Again, my reaction was one of disbelief and moral outrage.

Apparently the parties involved issued some sort of an apology via I-have-no-idea, and with that image on permanent record I’m certain that this group is having to super-glue their lives back together and rightfully so, as it will probably haunt them for the remainder of their pathetic existence on this planet.

It doesn’t end here friends.

A couple of days ago, this happened to the daughter of Alec Baldwin & Kim Basinger–Miss Ireland Baldwin.

Ireland was on vacay with her mother in Disneyland for Halloween weekend (which as you can see was when most people dressed up who were above the ages of twelve). She posted the following picture via Instagram, and almost immediately she was inundated with accusations of RACISM?!?!

She was earnest in expressing that as someone who is part Cherokee on her mothers side, was emulating this Disney character…BECAUSE  DUH,  SHE WAS IN DISNEY LAND; get a GRIP ‘Merica!

Being that she is the daughter of the famed Twitter outlaw Alec Baldwin, I’m not surprised she stood up for herself and good for her!

She had this to say…

https://twitter.com/IrelandBBaldwin/status/395058595957456896

And this…

https://twitter.com/IrelandBBaldwin/status/395041128115740672

And ultimately this…

https://twitter.com/IrelandBBaldwin/status/395570093377085440

***

I can’t say I understand what its like to have lived under a narrative of oppression, and I’m sensitive and have compassion for all forms of suffering, bullying or racism→ but hasn’t this all gotten out of hand? Should all racial parody costumes cease? I don’t know the answer to that, but I felt compelled to immediately take down my original Facebook post about my Halloween plans, of which didn’t actually exist, and was just a fun post about what I would want to be this year if I could. I have a long history of dressing up as various characters from ‘TV’ or ”Media’ some of them from different cultures, but I definitely won’t be doing that in the future any longer. Through all of this, I learned something new, and I’m thankful for a heightened awareness in my sensitivity footprint. I guess it’s back to the Sexy Nurse, Sexy School Girl, Sexy Meteorologist Halloween garb for me!

"Its going to be MUCHO  Caliente in the Gulf of Mexico today Papi..."

“Its going to be MUCHO Caliente in the Gulf of Mexico today Papi…”

…Until the meteorologists get offended that is.

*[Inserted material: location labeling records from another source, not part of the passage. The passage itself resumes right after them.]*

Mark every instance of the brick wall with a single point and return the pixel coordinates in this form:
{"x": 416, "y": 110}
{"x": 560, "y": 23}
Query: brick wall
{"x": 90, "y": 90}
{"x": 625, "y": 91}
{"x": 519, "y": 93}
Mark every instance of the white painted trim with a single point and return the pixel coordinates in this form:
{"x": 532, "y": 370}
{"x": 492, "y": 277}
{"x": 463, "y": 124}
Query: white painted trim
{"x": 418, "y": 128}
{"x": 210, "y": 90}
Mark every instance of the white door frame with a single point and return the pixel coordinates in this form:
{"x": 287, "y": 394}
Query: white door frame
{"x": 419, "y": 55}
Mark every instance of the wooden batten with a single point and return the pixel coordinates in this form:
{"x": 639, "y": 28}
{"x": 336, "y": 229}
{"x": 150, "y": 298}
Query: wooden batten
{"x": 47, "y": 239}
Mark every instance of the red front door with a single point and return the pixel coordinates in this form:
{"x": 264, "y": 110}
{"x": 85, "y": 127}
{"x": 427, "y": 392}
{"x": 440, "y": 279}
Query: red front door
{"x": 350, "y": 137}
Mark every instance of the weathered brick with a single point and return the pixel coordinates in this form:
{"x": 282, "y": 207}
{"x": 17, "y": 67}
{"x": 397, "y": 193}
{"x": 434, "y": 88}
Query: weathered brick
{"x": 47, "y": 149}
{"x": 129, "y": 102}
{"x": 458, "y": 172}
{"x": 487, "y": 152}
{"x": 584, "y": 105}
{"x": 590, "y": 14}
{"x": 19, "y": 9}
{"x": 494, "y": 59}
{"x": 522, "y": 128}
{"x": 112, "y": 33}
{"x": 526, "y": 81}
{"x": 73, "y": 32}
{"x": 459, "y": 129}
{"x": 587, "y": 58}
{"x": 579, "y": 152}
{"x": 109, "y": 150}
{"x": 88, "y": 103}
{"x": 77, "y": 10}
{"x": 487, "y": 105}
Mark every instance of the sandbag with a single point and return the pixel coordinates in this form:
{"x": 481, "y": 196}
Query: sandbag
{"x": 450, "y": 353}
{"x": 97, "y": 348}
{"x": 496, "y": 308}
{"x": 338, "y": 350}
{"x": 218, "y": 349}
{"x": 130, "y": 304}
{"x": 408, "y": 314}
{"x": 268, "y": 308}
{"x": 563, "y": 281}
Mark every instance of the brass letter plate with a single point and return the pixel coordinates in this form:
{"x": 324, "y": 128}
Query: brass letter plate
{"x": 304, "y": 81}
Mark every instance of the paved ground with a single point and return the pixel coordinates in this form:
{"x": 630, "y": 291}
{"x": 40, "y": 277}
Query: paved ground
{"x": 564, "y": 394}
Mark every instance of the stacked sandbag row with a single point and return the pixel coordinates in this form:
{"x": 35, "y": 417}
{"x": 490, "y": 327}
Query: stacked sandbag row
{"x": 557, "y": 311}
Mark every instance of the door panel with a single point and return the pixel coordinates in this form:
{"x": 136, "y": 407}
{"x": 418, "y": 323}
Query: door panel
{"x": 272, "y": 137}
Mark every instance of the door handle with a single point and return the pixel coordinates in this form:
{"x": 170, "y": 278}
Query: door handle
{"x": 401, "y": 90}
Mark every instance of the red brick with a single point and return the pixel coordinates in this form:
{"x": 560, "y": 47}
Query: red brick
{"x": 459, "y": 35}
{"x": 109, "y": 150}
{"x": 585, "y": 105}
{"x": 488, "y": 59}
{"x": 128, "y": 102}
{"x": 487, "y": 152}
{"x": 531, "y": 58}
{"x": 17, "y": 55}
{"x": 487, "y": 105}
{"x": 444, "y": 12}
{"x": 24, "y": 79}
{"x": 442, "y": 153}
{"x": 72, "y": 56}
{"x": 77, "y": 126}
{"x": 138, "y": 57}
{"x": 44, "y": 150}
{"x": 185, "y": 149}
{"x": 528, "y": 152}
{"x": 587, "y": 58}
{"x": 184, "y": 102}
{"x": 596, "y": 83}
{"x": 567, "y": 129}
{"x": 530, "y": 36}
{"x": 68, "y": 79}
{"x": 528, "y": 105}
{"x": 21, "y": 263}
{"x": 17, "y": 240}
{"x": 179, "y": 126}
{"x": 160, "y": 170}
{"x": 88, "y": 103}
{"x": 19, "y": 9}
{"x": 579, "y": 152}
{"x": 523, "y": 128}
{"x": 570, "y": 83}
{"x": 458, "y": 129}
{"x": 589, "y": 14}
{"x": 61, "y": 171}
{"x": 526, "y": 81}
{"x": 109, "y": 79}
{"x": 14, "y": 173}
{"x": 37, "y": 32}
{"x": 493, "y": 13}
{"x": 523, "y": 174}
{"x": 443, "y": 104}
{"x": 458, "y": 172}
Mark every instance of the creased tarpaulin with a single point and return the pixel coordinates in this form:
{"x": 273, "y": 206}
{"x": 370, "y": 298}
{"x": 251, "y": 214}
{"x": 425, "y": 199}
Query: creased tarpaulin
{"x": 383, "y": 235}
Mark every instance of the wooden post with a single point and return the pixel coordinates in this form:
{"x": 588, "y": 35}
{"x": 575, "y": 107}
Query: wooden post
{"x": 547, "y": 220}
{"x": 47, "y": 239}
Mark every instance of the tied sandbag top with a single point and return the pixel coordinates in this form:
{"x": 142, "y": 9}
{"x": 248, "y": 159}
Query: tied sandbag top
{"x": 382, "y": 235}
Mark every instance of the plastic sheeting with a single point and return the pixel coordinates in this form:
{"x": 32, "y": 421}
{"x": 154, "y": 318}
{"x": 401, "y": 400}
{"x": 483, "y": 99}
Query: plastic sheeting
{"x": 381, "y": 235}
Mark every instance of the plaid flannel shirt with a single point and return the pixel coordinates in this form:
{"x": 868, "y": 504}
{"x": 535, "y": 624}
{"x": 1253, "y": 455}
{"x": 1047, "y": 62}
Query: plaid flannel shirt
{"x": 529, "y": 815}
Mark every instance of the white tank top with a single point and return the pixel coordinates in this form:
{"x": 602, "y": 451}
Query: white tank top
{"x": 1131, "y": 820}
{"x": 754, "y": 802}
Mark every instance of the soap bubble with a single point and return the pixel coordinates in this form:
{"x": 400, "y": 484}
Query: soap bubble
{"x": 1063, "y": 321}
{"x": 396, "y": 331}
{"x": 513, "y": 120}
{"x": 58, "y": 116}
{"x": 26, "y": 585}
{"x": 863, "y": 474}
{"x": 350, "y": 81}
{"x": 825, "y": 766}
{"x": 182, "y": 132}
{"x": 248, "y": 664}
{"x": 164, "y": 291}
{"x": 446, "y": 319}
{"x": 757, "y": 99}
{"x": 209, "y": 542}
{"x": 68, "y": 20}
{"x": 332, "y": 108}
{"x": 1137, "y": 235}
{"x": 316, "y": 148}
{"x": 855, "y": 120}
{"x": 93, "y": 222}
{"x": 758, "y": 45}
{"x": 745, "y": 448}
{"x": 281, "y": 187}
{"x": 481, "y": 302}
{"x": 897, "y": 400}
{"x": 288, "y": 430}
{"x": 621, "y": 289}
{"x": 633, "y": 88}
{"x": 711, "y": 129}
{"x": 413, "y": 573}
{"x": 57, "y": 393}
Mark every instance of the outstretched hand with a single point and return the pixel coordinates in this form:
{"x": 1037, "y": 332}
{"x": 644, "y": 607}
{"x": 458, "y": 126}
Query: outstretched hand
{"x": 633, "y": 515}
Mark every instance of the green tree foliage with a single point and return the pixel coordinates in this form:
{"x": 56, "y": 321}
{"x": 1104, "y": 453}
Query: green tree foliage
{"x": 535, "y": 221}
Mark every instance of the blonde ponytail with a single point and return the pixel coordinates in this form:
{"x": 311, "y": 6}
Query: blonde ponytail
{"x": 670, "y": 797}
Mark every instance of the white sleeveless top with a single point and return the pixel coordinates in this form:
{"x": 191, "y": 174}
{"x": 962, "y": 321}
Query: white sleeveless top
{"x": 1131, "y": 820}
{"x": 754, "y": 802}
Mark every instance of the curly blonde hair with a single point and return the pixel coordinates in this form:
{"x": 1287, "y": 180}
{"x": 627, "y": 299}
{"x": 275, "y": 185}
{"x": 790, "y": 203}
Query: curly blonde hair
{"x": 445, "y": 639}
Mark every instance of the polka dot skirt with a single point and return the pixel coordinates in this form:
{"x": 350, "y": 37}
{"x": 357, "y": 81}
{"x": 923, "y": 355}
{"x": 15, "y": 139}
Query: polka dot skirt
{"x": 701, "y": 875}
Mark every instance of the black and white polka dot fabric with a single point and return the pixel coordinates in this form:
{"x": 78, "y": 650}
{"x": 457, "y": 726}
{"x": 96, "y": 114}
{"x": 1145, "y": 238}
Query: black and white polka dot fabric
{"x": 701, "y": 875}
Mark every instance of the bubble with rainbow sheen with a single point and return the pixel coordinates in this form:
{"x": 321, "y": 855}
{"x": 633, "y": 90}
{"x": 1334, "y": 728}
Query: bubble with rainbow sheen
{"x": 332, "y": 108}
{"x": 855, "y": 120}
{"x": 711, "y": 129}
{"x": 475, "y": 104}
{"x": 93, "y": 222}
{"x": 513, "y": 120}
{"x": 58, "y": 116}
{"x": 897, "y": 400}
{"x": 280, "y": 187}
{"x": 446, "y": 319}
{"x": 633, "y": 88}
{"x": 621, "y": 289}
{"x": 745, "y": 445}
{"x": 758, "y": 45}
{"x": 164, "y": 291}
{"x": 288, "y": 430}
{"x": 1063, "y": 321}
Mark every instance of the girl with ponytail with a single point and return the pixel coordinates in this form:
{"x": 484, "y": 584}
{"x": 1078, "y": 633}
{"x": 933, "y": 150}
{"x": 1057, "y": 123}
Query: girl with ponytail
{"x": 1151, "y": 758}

I sincerely wish everyone and their families a safe and joyful Halloween eve.

One Love,

XOXO
The Pop Culture Rainman

*I have used the term black community in the majority of my expression above. Again this is in no way to disrespect anyone. I was brought up in Canada, and in my experience I don’t hear the term African-Canadians used very often, but understand that it is a valid, and often desired expression and way to address the black community. I do use it more when describing an African-American as I feel that this is the general term used. Might I also add candidly, that as a white person, I get frazzled when it comes to the right and wrong way to address people of color, and I believe it’s an anxiety shared by many conscious white people.